The U.S. Dept. of the Treasury and the Dept. of Housing and Urban Development (HUD) recently announced changes to its Home Affordable Modification Program (HAMP). The changes, designed to help improve the conversion from trial loan modifications to permanent modifications, take effect June 1. Mortgage servicers may elect to implement the changes sooner.
•Under previous guidelines, homeowners were not required to document their incomes prior to receiving a trial mortgage modification. The trial modifications typically lasted three months, during which time the servicer was supposed to collect documents to verify the homeowner’s income. If the borrower met the monthly obligations, and submitted the required paperwork, the modification was supposed to be made permanent. However, many homeowners failed to provide the necessary paperwork, or the loan servicer lost the paperwork, resulting in just 66,465 permanent modifications out of the nearly 1.2 million trial modifications.
•The updated process requires that servicers collect three documents prior to granting a trial mortgage modification: A formal application, including a description of the hardship created by the mortgage; proof of income, such as two recent pay stubs or the most-recent profit and loss statement for self-employed borrowers; and a form authorizing the Internal Revenue Service to release tax data to the servicer.
•If the borrower meets the modified payment requirements for three months, the modification automatically will be made permanent. The Treasury Dept. also said it will allow servicers some discretion in making loan modifications permanent only if minor paperwork is missing. This discretion will help address a large backlog of incomplete modifications.
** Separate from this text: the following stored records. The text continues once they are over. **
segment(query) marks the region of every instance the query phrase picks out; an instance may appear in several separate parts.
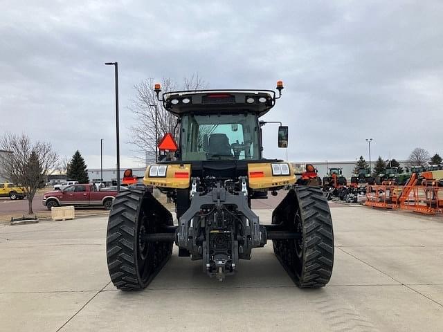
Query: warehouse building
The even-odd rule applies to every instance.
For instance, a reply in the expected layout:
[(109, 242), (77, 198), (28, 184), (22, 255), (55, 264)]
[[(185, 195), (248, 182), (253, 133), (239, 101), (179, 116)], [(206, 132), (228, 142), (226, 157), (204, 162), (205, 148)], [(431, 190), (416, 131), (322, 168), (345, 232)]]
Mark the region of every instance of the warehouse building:
[[(408, 166), (408, 162), (407, 160), (397, 160), (400, 164), (400, 166), (405, 167)], [(294, 169), (305, 169), (306, 164), (311, 164), (316, 167), (318, 172), (318, 176), (323, 178), (323, 176), (327, 173), (328, 168), (338, 167), (343, 169), (343, 174), (347, 178), (350, 178), (354, 174), (354, 169), (356, 164), (357, 160), (354, 161), (329, 161), (325, 160), (322, 162), (312, 162), (307, 161), (305, 163), (291, 163)], [(369, 163), (368, 163), (369, 164)], [(371, 167), (373, 169), (375, 167), (375, 161), (371, 161)], [(296, 171), (297, 172), (297, 171)]]
[[(123, 178), (124, 168), (120, 170), (120, 178)], [(132, 174), (134, 176), (144, 176), (146, 167), (132, 168)], [(100, 168), (91, 168), (88, 169), (88, 176), (92, 183), (100, 183), (101, 178), (101, 169)], [(103, 182), (111, 183), (117, 181), (117, 169), (116, 168), (103, 169)]]

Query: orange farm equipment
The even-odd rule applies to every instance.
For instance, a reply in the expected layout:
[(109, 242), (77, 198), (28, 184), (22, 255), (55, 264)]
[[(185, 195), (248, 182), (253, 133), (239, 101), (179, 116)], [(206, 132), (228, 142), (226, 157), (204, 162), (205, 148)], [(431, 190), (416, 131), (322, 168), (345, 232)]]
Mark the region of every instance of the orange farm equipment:
[(402, 209), (426, 214), (443, 213), (443, 171), (413, 173), (404, 186), (385, 181), (367, 187), (365, 205), (386, 209)]

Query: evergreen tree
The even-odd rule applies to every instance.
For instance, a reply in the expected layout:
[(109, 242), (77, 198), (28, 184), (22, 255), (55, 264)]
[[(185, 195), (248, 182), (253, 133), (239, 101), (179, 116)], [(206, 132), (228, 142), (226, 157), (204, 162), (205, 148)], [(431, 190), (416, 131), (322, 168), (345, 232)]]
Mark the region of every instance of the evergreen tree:
[(431, 165), (438, 165), (441, 164), (442, 161), (443, 161), (442, 157), (440, 157), (438, 154), (435, 154), (432, 156), (429, 163), (431, 163)]
[(84, 163), (84, 159), (77, 150), (72, 156), (68, 165), (66, 175), (69, 180), (78, 181), (79, 183), (89, 183), (88, 170)]
[(379, 156), (375, 163), (375, 166), (372, 170), (372, 174), (377, 176), (381, 173), (384, 173), (386, 169), (386, 163), (383, 160), (381, 156)]
[(386, 167), (390, 166), (392, 167), (397, 167), (399, 171), (399, 173), (403, 173), (403, 167), (400, 166), (400, 163), (397, 161), (395, 159), (391, 159), (390, 163), (389, 163), (389, 159), (386, 160)]
[(355, 168), (354, 169), (354, 172), (356, 174), (359, 173), (359, 170), (361, 168), (364, 168), (365, 169), (369, 169), (369, 165), (365, 160), (365, 158), (363, 158), (363, 156), (360, 156), (360, 159), (355, 164)]

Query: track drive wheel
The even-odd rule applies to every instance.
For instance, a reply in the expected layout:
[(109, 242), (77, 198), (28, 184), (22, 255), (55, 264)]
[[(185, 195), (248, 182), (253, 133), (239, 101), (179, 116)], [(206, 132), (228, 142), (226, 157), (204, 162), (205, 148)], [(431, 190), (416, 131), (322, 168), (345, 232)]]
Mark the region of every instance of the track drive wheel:
[(166, 264), (172, 242), (147, 241), (146, 235), (172, 225), (172, 216), (147, 191), (125, 190), (109, 212), (107, 237), (108, 269), (114, 286), (145, 288)]
[(274, 210), (272, 223), (301, 234), (295, 240), (273, 240), (278, 260), (300, 288), (326, 285), (332, 274), (334, 233), (331, 212), (320, 189), (296, 187)]

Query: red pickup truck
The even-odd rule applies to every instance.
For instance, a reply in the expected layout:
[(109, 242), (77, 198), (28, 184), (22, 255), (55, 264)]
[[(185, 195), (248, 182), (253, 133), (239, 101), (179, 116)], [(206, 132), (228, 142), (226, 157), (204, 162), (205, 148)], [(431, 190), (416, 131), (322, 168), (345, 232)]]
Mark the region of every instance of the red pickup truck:
[(46, 192), (42, 203), (49, 210), (53, 206), (62, 205), (102, 206), (111, 210), (116, 195), (116, 191), (99, 191), (94, 185), (80, 184)]

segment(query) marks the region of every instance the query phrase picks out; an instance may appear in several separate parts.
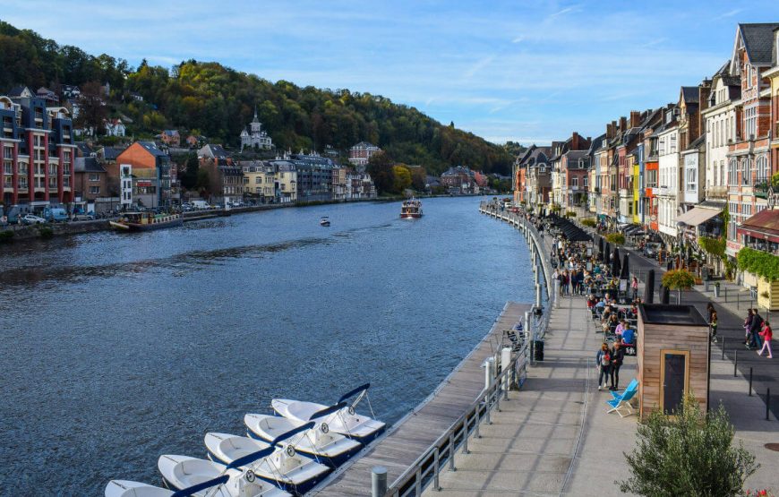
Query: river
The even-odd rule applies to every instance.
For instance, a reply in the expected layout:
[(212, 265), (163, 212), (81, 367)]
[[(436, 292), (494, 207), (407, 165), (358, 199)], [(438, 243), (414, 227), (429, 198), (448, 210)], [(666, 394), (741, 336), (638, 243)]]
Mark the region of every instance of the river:
[[(389, 423), (428, 396), (507, 300), (523, 238), (477, 198), (279, 209), (141, 234), (0, 246), (0, 495), (159, 484), (277, 397), (366, 381)], [(330, 216), (330, 227), (319, 226)]]

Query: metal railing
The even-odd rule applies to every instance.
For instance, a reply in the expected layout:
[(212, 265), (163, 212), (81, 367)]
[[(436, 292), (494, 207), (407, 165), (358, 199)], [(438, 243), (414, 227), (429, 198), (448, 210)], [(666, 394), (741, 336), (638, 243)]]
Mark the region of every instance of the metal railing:
[[(527, 340), (522, 347), (513, 353), (513, 358), (501, 373), (492, 375), (492, 381), (466, 412), (455, 421), (412, 464), (387, 490), (387, 497), (419, 497), (422, 492), (432, 484), (435, 490), (441, 490), (440, 477), (441, 471), (455, 470), (455, 453), (461, 450), (463, 454), (469, 453), (468, 439), (471, 436), (479, 438), (479, 428), (483, 423), (492, 424), (491, 413), (492, 409), (501, 410), (501, 398), (509, 400), (509, 391), (511, 388), (518, 389), (526, 376), (529, 348)], [(495, 367), (500, 367), (501, 353), (495, 355)], [(486, 363), (485, 367), (492, 367)]]

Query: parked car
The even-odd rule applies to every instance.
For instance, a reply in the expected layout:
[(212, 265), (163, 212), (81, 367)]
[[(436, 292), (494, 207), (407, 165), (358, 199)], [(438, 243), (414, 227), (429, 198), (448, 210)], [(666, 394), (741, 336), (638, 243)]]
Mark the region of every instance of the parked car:
[(648, 243), (644, 245), (644, 255), (650, 259), (657, 259), (657, 253), (663, 245), (655, 243)]
[(26, 225), (43, 225), (46, 224), (46, 219), (33, 214), (27, 214), (21, 218), (21, 222)]

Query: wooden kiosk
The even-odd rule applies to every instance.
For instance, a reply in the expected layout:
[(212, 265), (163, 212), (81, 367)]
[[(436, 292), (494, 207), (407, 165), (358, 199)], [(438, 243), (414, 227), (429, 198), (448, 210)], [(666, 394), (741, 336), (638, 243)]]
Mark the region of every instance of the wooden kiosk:
[(691, 391), (706, 409), (708, 323), (692, 305), (638, 305), (638, 416), (670, 415)]

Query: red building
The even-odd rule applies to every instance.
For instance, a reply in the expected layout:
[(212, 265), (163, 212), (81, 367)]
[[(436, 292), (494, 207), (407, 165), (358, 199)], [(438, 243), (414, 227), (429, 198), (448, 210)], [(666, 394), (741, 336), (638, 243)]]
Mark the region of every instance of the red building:
[(73, 201), (73, 122), (66, 108), (46, 102), (26, 87), (0, 97), (0, 202), (6, 208)]

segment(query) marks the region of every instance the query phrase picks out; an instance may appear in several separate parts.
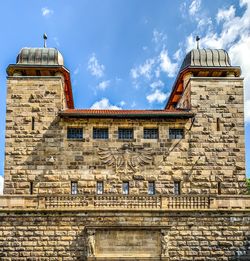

•Under the plan, servicers also will be required to respond within 10 days to an initial request for a modification. Once documents are provided, the servicer will have one month to let borrowers know whether they qualify for a trial modification.
•Servicers also must calculate whether the lender or current owner of the loan will benefit from a mortgage modification, or if foreclosing on the property is in the loan owner’s best interest. If the loan owner will benefit from a modification, the servicer is required to grant the modification. Requiring borrowers to provide financial documents upfront will enable servicers to decide if a modification or foreclosure is the best option.